I believe the answer to this, for Jacob and for us all, is this: God has great planned things for of us, but we have to do things in His strength and His wisdom and not in our own.

You and I wrestle with God. We want to achieve certain things. We want to get somewhere. In some sense or other, we want to be somebody and achieve something. Sometimes it's something God wants us to do. Sometimes it's even something God has commanded us to do, led us to do. But we can't do it in our own strength and our own cleverness.

You've probably wrestled with God – Why is my life so unsuccessful? Why is my family so unwell? Why has my career come to an end? Why am I poor? Why am I friendless? Why are my dreams unfulfilled? What's going on? – Why have things been so hard?

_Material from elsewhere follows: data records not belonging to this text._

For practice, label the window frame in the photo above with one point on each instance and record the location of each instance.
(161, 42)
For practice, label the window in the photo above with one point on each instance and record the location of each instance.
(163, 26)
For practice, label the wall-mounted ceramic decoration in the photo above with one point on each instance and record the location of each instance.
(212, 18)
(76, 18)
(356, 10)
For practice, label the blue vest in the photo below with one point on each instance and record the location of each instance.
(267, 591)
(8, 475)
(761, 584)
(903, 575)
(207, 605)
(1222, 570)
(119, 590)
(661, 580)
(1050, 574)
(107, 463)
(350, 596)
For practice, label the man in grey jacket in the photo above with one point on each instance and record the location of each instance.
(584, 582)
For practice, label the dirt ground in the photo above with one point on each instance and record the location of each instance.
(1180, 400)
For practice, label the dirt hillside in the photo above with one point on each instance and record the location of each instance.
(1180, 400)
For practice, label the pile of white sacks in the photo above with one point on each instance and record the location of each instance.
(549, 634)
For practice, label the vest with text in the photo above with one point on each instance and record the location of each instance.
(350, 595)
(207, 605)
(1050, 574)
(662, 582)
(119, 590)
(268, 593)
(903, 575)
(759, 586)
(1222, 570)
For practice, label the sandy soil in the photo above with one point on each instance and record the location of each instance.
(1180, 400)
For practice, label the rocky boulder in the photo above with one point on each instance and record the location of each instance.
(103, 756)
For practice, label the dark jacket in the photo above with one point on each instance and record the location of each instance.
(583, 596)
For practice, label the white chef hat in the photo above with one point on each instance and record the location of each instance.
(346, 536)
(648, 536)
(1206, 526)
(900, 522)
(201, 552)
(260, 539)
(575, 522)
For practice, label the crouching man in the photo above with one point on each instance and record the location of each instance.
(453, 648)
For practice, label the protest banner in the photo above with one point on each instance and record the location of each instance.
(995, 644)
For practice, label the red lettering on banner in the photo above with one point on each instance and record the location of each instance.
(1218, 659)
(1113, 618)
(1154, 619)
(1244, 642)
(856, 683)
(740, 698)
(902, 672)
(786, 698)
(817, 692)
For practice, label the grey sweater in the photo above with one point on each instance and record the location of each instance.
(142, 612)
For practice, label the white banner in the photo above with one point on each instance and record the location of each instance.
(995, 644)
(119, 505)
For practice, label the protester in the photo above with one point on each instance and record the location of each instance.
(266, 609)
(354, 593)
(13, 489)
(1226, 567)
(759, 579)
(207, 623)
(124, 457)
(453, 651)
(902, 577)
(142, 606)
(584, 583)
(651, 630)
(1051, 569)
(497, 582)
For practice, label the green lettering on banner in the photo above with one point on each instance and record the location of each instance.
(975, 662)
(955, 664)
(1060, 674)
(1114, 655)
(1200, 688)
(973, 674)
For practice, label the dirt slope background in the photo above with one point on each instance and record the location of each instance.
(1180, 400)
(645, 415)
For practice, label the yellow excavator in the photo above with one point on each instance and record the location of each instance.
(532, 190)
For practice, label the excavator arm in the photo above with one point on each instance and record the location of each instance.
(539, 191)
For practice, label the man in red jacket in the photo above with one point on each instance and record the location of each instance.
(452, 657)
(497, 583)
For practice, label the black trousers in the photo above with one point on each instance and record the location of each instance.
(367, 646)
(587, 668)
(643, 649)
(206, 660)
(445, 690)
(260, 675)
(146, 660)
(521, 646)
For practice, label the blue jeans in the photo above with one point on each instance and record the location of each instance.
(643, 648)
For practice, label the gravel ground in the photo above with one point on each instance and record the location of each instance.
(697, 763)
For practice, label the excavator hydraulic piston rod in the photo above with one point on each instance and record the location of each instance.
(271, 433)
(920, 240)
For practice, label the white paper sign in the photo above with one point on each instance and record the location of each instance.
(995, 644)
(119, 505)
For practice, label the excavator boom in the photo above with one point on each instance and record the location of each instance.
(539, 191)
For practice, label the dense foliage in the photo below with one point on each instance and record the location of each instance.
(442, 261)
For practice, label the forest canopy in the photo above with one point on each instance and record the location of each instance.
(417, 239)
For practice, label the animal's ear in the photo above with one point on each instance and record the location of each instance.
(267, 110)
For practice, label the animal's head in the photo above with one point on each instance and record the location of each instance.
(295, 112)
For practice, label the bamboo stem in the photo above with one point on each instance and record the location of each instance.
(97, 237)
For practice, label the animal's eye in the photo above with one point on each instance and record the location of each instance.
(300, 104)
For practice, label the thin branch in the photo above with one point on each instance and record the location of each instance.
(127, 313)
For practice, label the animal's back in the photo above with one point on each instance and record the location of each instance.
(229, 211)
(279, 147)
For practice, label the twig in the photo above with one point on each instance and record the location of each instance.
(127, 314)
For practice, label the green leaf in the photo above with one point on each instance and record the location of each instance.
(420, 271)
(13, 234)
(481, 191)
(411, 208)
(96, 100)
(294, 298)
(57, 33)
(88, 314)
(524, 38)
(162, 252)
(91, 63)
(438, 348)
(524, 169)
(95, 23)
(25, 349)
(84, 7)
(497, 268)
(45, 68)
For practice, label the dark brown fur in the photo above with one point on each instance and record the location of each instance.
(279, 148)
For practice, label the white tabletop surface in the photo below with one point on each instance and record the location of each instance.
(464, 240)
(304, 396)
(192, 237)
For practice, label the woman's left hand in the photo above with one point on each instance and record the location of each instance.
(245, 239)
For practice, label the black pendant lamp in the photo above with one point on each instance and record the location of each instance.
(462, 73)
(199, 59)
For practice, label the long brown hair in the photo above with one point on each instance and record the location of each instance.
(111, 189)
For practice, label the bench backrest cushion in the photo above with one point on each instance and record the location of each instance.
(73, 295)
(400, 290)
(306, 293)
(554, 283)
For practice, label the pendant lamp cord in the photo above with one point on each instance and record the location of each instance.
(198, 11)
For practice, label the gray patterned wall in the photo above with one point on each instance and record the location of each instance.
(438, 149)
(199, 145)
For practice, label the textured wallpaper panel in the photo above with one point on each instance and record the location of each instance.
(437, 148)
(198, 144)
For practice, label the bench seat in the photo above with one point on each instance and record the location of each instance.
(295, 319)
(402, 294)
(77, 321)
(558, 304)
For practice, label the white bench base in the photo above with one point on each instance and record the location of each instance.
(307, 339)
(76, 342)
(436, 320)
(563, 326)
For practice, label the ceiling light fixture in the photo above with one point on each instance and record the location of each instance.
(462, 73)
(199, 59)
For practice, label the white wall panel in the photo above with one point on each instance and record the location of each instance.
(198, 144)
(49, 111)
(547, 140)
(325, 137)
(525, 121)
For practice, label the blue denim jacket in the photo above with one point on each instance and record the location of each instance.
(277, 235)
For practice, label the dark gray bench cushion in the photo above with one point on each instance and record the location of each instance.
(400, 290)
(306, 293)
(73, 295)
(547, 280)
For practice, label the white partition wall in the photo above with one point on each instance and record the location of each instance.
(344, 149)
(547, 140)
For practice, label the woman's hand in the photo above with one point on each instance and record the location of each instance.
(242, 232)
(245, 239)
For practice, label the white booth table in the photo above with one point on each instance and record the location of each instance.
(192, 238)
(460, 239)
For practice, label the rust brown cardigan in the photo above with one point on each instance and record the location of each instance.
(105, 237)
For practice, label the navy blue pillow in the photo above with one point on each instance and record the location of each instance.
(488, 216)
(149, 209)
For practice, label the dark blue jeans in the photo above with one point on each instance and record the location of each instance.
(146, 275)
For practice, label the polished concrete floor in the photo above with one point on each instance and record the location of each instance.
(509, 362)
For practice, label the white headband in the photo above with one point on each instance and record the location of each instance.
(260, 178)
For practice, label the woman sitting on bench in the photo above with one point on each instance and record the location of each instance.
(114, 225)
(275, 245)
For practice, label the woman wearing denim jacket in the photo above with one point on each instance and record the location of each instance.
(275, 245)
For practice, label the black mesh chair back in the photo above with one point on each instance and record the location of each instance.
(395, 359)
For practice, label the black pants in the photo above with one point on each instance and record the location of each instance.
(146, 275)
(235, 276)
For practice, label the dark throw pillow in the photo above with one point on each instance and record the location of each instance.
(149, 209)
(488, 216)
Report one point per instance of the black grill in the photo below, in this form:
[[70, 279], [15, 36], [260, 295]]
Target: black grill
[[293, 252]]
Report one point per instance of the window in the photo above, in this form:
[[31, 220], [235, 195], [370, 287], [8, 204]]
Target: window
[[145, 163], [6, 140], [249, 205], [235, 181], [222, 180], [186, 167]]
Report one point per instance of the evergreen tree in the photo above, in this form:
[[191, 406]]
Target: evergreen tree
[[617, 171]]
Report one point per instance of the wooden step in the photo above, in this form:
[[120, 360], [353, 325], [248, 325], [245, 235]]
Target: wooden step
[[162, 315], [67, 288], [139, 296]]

All Jacob wanted to do was cross a river that God told him to cross, and God prevented him doing even that!

To achieve His purposes for your life, to enable you to have His best, to mature you, to draw you closer to Himself, God is willing to stand in your way, and wrestle with you. God wants to change our attitude more than He wants to fulfil our dreams.

In Paul's letter to the church in Colossae, he says of Epaphras, their pastor,

Colossians 4v12
Epaphras, who is one of you and a servant of Christ Jesus, sends greetings. He is always wrestling in prayer for you, that you may stand firm in all the will of God, mature and fully assured.

It's good to wrestle in prayer with God. Which doesn't just mean being persistent. It means trying to think through, and trying to hear God, on issues like "Why can't I cross this river?" I wrestle with questions like: Why isn't my church bringing more people to faith in Christ? Why are some many of my brothers and sisters in Christ unwell? Why are some of us suffering from depression? Why do so many of my prayers about the government seem to remain unanswered? We wrestle in prayer about questions like: "If God is so loving, why does my wife have so much pain?" "If God can save me why can't He save my husband?" "Why does God let my children be bullied in school?"

We wrestle with these things because we have two choices. You can wrestle with them or you can give up. Jacob, for all his bad attitude, got this one right. He would rather wrestle with God than give up. And I suggest that we must have the same heart.